At Lakes there was always enough and plenty of variety. You could eat what you wanted and leave the rest, writes John Ghent. Photo / 123rf
Opinion by John Ghent
John Ghent was a Registered Psych. Nurse in Auckland, then a registered secondary teacher before heading off to teach at universities in Taiwan. He is now retired and a keen cyclist.
Not your everyday travel review - correspondent John Ghent shares his view on his stay at Rotorua Hospital.
Big windows, fantastic food, beautiful women – and a fresh drama every week.
Three weeks in Rotorua Hospital – all it cost was five hours in surgery and three litres of blood.
Te Whatu Ora Lakes offers orthopaedic surgery (sawbones) for the central North Island with a tight team of women under Mary Duggan. I was transferred in after coming a cropper off my bike with a fractured femur.
The first surprise was the food – after fasting for surgery I was hungry and would have settled for mince and mashed potatoes.

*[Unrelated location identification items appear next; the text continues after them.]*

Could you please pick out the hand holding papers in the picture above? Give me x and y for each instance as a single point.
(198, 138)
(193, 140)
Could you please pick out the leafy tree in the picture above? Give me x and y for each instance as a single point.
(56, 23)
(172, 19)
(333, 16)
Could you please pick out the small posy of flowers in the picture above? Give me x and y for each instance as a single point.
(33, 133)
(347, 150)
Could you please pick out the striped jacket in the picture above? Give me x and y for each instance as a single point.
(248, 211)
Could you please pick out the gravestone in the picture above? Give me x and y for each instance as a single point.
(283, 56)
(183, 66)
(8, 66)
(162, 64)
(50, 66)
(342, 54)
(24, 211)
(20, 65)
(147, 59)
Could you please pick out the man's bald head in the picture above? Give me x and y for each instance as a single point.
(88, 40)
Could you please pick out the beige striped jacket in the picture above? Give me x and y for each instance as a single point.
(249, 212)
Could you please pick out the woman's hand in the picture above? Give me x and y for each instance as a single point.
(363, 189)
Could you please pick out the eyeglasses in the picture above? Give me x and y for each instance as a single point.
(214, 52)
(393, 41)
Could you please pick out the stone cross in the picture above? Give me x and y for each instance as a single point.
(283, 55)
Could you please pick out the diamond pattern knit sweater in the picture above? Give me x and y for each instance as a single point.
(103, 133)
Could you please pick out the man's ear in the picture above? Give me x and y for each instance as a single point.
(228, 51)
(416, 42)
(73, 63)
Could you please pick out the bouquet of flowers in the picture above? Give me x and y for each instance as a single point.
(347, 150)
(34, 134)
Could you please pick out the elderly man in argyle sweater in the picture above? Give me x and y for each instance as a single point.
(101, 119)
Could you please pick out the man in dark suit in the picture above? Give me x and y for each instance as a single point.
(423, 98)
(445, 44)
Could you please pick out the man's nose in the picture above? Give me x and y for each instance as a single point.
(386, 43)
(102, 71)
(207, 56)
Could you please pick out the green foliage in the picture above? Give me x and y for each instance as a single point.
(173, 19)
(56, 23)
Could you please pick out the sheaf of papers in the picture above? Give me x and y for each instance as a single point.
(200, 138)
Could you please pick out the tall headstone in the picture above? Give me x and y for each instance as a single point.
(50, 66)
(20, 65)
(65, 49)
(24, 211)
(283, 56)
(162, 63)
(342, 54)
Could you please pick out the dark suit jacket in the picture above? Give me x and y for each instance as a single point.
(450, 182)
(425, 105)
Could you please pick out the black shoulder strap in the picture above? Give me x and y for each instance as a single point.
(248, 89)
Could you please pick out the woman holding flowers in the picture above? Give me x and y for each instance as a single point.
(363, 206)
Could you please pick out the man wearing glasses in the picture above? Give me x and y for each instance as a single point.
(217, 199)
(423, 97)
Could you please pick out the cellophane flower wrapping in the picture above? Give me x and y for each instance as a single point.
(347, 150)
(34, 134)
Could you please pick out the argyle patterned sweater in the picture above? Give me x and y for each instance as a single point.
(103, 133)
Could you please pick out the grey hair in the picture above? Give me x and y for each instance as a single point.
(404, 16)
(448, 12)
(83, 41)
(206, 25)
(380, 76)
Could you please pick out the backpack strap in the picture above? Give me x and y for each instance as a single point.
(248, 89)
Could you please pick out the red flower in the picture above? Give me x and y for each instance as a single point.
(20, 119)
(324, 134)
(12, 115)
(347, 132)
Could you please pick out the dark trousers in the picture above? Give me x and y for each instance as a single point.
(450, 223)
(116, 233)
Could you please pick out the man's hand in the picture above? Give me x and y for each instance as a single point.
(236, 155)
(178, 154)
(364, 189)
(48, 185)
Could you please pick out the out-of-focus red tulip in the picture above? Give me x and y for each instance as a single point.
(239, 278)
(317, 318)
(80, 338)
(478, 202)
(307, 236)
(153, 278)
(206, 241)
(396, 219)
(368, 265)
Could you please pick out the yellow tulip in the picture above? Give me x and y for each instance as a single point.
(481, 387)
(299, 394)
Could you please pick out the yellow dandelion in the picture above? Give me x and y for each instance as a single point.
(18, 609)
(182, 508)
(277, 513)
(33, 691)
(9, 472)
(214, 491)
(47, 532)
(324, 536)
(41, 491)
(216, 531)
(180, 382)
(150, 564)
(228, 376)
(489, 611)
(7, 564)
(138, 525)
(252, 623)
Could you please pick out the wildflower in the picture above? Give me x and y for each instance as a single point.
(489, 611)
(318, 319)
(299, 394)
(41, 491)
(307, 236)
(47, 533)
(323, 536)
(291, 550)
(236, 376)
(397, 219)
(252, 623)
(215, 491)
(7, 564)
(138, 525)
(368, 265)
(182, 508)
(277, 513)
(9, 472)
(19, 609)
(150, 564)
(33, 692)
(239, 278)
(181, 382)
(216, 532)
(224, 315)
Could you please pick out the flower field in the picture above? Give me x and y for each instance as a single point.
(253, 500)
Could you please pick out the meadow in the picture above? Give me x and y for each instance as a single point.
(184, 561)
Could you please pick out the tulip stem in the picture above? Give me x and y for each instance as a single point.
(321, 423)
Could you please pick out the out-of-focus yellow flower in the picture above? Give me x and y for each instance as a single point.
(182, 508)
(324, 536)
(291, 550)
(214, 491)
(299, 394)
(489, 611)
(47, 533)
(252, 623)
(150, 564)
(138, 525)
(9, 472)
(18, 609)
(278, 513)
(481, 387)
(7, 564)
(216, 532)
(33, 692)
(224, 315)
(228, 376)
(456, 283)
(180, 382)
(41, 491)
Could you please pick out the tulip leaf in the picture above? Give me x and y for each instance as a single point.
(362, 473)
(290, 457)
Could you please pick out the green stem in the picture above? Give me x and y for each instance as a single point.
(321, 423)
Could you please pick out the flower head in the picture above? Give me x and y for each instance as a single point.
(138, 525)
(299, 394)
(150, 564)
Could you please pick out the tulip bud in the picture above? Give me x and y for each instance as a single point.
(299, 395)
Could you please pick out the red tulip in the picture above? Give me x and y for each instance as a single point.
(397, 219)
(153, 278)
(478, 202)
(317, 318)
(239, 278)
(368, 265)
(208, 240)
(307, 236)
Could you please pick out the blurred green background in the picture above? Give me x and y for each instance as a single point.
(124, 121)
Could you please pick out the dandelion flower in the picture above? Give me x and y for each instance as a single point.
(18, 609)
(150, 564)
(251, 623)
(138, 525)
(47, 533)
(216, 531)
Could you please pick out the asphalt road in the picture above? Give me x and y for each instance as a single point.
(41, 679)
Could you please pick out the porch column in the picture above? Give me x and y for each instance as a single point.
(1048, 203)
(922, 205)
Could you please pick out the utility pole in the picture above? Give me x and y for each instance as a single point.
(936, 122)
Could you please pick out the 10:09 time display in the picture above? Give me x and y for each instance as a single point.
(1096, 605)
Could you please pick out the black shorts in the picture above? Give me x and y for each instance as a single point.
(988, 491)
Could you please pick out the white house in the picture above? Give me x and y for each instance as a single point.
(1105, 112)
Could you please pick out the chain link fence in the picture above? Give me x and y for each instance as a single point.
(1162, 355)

Instead the first meal was Baked Moroccan Chicken with couscous and salad, midday and evening were always cooked meals and never the same thing twice – basic ingredients, carefully prepared and served up with a sensual care for colour, texture and taste.
Traditional hospital food used to be like prison fare. The problem with hospital food is no one wants to be there. You are probably in pain and possibly scared or angry with good reason. Medication can affect your taste buds. Your usual home comfort food is only possible at home. At Lakes you get meals you would pay good money for in a restaurant in town. Was the dietitian a genius or had they found an immigrant chef?
And here’s a challenge for those metropolitan food critics who live the high life at other people’s expense. Check out the meals in other metropolitan hospitals and see if they match up to Lakes.
Take a restaurant meal in to a patient and make a secret swap. They eat the restaurant meal and you eat their hospital meal. Then give each an independent score. At Lakes I didn’t like the porridge – stiff and solid like something made from bandages and plaster in the cast clinic. But of course no one can like everything. At Lakes there was always enough and plenty of variety. You could eat what you wanted and leave the rest.
And yes – the women were beautiful but make no mistake – they were smart. Hospital staff have always had more women than men as nurses, physios, OTs and social workers. But now there are more women doctors and consultants – and maybe more male nurses. The Pacific cruise atmosphere at Lakes was reinforced by large numbers of immigrant workers from the Philippines and India alongside Pākehā, Māori and Pasifika. But the teamwork was smooth and seamless, most evident on afternoon and evening shifts.
This was the Bluefly shift because patient buzzers go off endlessly and nurses (dressed in blue these days) fly from one body to another. The problem seems to be traditional, hierarchical staffing schedules. Everything has to run smoothly for the day shift, while management and consultants are around. On the back shifts (the Bluefly shifts) it’s the devil take the hindmost. And that’s where the teamwork is essential. One solution might be to create an extra shift – say from midday to early evening – to spread the load.
And finally, there was drama – not just the normal television soap stuff. Nurses went on strike looking for more support and recognition from management, boards and Government ministers. And in my last week there, a patient admitted from prison blew his top at a woman visitor. The next day there were two burly guards in his room and a lean, tough prison nurse called Lena on the ward.
On my last day in Lakes, I realised the orthopaedic ward also did gynaecology. At least they didn’t make me pregnant.